Aunque protagonizada por actores conocidos —Will Poulter, Cosmo Jarvis, Joseph Quinn, Finn Bennet, Charles Melton—, Tiempo de guerra no capitaliza sus rostros para vender drama o espectáculo. De hecho, la familiaridad de sus facciones choca con la brutalidad del contexto, subrayando una verdad incómoda: estos soldados son jóvenes, casi adolescentes. Esta juventud, que en otra película podría haber sido una distracción, aquí es central. No vemos a hombres endurecidos por la guerra, sino a muchachos enfrentando el horror con los pocos recursos que les quedan: camaradería, humor negro y la negación.

El filme evita cuidadosamente el sentimentalismo. Aunque hay gestos de humanidad, estos no se articulan en grandes discursos ni gestas heroicas. Mendoza y Garland no quieren que admiremos a sus personajes, sino que los entendamos: su miedo, su dolor, su código de honor basado no en banderas, sino en la promesa de no abandonar a un hermano caído.

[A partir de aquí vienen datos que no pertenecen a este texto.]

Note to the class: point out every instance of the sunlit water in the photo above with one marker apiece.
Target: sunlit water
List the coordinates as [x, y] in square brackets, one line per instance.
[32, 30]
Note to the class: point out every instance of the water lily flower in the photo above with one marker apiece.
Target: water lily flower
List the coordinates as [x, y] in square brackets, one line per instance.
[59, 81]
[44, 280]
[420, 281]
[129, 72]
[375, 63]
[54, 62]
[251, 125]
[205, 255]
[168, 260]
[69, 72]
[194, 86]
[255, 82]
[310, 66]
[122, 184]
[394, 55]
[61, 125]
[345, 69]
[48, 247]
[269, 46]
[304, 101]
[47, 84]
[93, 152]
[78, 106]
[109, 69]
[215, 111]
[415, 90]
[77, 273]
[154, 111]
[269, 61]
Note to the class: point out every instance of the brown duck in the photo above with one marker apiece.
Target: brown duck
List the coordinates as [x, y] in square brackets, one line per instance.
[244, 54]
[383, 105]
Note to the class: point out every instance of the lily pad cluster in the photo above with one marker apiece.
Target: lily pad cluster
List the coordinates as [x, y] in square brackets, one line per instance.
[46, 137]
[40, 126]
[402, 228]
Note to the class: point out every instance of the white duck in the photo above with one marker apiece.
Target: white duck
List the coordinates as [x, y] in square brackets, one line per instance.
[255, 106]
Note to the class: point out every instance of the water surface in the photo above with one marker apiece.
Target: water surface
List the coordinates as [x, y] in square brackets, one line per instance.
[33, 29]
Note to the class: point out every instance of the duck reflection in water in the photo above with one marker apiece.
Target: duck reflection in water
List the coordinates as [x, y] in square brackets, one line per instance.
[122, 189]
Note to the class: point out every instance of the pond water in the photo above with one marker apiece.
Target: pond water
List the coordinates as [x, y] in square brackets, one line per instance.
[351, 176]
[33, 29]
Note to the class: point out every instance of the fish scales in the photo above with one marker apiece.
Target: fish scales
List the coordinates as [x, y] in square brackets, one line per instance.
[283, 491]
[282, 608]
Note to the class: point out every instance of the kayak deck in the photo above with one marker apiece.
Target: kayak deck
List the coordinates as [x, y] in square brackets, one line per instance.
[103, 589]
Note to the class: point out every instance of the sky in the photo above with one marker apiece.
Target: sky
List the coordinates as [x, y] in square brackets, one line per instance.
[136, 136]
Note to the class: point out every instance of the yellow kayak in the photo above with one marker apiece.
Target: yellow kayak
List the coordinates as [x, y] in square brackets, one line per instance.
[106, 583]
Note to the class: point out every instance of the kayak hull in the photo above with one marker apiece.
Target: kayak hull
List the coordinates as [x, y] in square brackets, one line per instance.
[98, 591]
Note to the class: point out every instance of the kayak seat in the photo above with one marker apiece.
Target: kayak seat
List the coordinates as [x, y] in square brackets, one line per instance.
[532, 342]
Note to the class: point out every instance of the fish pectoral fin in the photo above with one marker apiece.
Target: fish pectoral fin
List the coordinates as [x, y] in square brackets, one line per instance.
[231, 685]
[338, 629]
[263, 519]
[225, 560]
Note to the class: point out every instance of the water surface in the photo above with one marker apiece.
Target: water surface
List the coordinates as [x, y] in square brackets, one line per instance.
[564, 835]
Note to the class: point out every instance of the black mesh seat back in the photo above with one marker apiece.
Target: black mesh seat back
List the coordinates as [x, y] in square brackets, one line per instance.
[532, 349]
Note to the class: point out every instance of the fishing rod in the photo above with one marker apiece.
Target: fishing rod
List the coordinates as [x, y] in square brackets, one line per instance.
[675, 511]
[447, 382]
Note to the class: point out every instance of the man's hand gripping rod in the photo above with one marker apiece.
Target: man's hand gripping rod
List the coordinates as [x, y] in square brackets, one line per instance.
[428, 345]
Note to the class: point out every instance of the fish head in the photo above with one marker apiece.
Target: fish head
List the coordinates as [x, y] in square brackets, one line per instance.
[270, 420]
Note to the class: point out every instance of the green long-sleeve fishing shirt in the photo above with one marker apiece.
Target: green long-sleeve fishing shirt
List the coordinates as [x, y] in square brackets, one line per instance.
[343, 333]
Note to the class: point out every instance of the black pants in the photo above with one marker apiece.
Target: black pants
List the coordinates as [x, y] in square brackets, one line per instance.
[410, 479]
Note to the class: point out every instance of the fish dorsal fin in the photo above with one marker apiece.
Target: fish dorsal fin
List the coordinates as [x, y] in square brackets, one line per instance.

Quizás la omisión más significativa de Tiempo de guerra sea su tratamiento de los civiles iraquíes. A pesar de que el escuadrón invade un hogar, y que la familia permanece encerrada durante la mayor parte del relato, su presencia es casi un pie de página. La película no ignora esta ausencia, pero tampoco intenta compensarla. Es, en ese sentido, honesta con su punto de vista: no es una película sobre Irak ni sobre el conflicto geopolítico, sino sobre los hombres que estuvieron ahí dentro.

Esta decisión puede frustrar a quienes esperan una crítica más frontal a la maquinaria militar estadounidense. Pero Tiempo de guerra no aspira a la condena, sino a la memoria. No quiere interpretar el trauma, sino simplemente registrarlo. Su fidelidad no es a una ideología, sino a una experiencia subjetiva: “esta película solo utiliza sus recuerdos”, se nos advierte al inicio. Y esa subjetividad es, a la vez, su mayor fuerza y su límite.

La aparición de los verdaderos soldados al final de la cinta —especialmente del verdadero Elliott Miller— confiere a Tiempo de guerra una dimensión postraumática. No es sólo una película sobre la guerra, sino parte de ella: un exorcismo tardío, un intento de comprender lo incomprensible. La mayoría de los veteranos se niegan a mostrar sus rostros, como si el horror aún les perteneciera, como si devolverle forma fuera también devolverle poder.

En este sentido, el filme se convierte en un archivo de cicatrices. No propone una reflexión nueva sobre la guerra, ni lo pretende. Lo que hace, y lo hace con ferocidad y precisión, es documentar cómo la guerra se incrusta en el cuerpo, en la memoria, en el tiempo detenido de una casa en Ramadi.

En conclusión, la película no revoluciona el cine bélico, ni pretende buscarlo, pero lo honra con un acto de autenticidad abrasadora. En una época donde el espectáculo suele disfrazarse de realismo, Garland y Mendoza ofrecen una experiencia honesta, incómoda y profundamente humana. No es una película para todos los públicos, ni lo pretende. Es un testimonio coral, claustrofóbico y extenuante de cómo la guerra se vive en minutos eternos, donde cada decisión cuenta y cada segundo puede ser el último.